Many gases are generated throughout the welding process, one of which is carbon dioxide which can provide full penetration for thicker materials. Concerning the MIG process, it develops into a much less stable arc with more splatter than when concentrated with various other gases.

Such a method provides an immensely high welding speed; however, it requires far more high-tech complex equipment to get the job done instead of more common welding power supplies. Its quality, versatility and speed mean professionals can successfully use it in the automotive industry to repair various cars, vans, recreational vehicles, SUVs and motorbikes.

The ability to offer a solid weld for the thin materials and metals makes it a fantastic option and welding technique for repairing and assembling a host of vehicles' interior or exterior body.

Flux-cored Arc Welding (FCAW)

The flux-cored arc welding method is relatively similar to the technique utilised in shielded metal arc welding; however, its most significant difference is in the fact that the flux is situated in the consumable electrode, the coiled copper wire.

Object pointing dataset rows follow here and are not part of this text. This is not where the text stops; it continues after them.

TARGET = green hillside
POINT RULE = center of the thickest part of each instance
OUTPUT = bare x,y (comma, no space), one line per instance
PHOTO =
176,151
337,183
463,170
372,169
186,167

Such welding methods are more commonly utilised to suit the construction environment as they create metals including stainless steel, high-nickel alloys, low-alloy steels, cast iron and carbon steel.

Submerged Arc Welding (SAW)

The SAW welding method uses a flux in granular form, which is then applied to cover the joint you intend to weld together. The electrode is used to produce a strong arc beneath this flux; in doing so, you can curate high-quality welds that are thoroughly protected from all existing contaminants.

Once welding is finished, you typically have to remove the slag yourself, often with a chipping hammer or a needle gun; however, when using the SAW techniques, it will often come off on its own. As the system's arc cannot usually be seen, the process can often be automated. Yet, staff must still oversee the process for efficiency and health and safety purposes.